In client-centered service organizations the rules may be different. Some companies feel that customer calls and meeting customers’ needs comes first, even if it means that the meeting starts without a key participant.
Match your meeting discipline to your culture.
The quality of meeting is dependent on quality of the meeting facilitator. Make sure that you have the right people leading the meetings to keep them on time and on topic. This may improve meeting timeliness.
If this is a challenge for your company, meet with those involved. Clarify the problem and confirm the reality of problem; then agree on the solution and gain their commitment to comply.
Interview with Luosheng Peng, CEO & President, GageIn
Situation: A fast-growing company is working to engage new users on their platform. They are leveraging ease of use, demonstrated ROI, and fit within an existing ecosystem as their levers to attract and engage new users. What have you found effective to attract and engage new users in a new platform or service?
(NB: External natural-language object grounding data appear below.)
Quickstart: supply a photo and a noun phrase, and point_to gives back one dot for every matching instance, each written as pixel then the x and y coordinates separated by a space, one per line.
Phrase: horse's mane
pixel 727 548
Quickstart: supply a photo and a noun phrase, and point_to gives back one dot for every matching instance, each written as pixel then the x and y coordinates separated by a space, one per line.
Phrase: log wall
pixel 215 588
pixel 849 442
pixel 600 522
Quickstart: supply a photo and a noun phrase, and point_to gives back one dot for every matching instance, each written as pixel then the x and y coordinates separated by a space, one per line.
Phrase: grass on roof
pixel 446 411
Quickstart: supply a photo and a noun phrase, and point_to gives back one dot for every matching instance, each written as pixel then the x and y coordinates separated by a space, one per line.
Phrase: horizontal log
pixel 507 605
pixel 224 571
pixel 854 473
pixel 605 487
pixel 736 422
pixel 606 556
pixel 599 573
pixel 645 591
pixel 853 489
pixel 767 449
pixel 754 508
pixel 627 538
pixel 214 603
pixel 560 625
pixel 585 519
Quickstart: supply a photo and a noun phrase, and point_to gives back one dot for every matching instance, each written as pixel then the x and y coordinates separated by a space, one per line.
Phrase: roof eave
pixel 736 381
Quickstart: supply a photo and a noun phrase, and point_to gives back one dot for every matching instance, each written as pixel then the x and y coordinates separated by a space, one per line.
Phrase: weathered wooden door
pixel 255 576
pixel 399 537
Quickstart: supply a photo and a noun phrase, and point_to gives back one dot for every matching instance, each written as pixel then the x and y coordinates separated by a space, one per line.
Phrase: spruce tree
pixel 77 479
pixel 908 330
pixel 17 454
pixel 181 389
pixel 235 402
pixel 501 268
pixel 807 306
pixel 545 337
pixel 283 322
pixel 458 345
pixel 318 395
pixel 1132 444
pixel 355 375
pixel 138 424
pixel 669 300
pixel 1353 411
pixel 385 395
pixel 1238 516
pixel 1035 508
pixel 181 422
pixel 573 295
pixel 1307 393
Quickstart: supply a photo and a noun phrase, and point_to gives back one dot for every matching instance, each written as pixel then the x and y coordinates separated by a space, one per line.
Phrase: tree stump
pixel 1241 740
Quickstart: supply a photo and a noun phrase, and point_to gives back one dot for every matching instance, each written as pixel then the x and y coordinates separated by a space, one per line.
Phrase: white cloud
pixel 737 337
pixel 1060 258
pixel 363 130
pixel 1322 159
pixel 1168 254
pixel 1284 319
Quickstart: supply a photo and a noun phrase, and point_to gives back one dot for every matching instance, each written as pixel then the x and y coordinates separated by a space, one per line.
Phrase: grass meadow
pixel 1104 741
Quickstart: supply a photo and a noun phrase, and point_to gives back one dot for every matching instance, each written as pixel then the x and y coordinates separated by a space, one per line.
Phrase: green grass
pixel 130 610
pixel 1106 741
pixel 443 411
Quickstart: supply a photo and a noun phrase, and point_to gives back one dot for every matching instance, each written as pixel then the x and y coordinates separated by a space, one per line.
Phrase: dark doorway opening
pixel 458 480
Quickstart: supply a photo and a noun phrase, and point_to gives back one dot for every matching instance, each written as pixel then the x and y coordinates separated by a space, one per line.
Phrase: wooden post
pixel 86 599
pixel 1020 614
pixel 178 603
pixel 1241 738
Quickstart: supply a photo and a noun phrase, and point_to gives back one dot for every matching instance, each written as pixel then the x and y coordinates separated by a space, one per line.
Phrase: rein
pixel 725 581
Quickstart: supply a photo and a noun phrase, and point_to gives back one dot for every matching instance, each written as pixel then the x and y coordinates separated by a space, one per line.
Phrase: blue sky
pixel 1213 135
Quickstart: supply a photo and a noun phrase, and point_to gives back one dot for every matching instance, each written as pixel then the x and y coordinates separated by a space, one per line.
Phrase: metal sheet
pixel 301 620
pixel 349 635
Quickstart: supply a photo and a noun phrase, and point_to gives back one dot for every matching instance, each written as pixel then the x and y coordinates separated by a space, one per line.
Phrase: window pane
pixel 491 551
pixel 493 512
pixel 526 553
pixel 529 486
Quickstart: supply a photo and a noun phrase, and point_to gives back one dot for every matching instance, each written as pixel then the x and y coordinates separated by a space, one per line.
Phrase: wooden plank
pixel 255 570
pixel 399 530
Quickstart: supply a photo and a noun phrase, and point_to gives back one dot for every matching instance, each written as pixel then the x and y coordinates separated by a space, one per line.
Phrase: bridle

Advice from Luosheng Peng:
The most important factors to attract new users are ease of use and a demonstrable ROI. It is important to address a complex value proposition simply and easily.
You must know, ahead of time, the single most important value for your target user. Your examples must be clearly tied to your target user’s most important need.
Quick, simple, visual and verbal illustrations are effective. For example, we used short and fun videos like Tracker the dog to explain our products.
You must demonstrate a clear ROI and increased productivity. Your ROI must be real if you want to gain users attention – particularly if you want to gain viral levels of attention.
In business intelligence, finding information is not a problem. The challenge is finding the right information, filling the gaps in information from standard sources, and delivering it at the right time. We spent a great deal of development time getting this part of our product right.
To improve understanding of your ROI, engage early adopters and get their feedback on your current features and how to improve your platform. Early adopters are more analytical and passionate than other users. They want to be acknowledged so be responsive to them.
Offer a freemium model so that new users can try you out and test your value proposition. If they like what they experience, offer a low cost limited premium model with incrementally scaled pricing for additional features or functionality.
Manage your ecosystem. Building a new ecosystem takes a lot of effort and expense. Most small ventures will want to compliment or fit into an existing ecosystem.
Existing ecosystems may already be crowded. Small companies have to be able to break through the crowd and be seen. We completed major integrations with Yammer’s Enterprise Social Network and Salesforce.com’s CRM. Your platform will have the most success if you address a gap or unmet need within the existing ecosystem.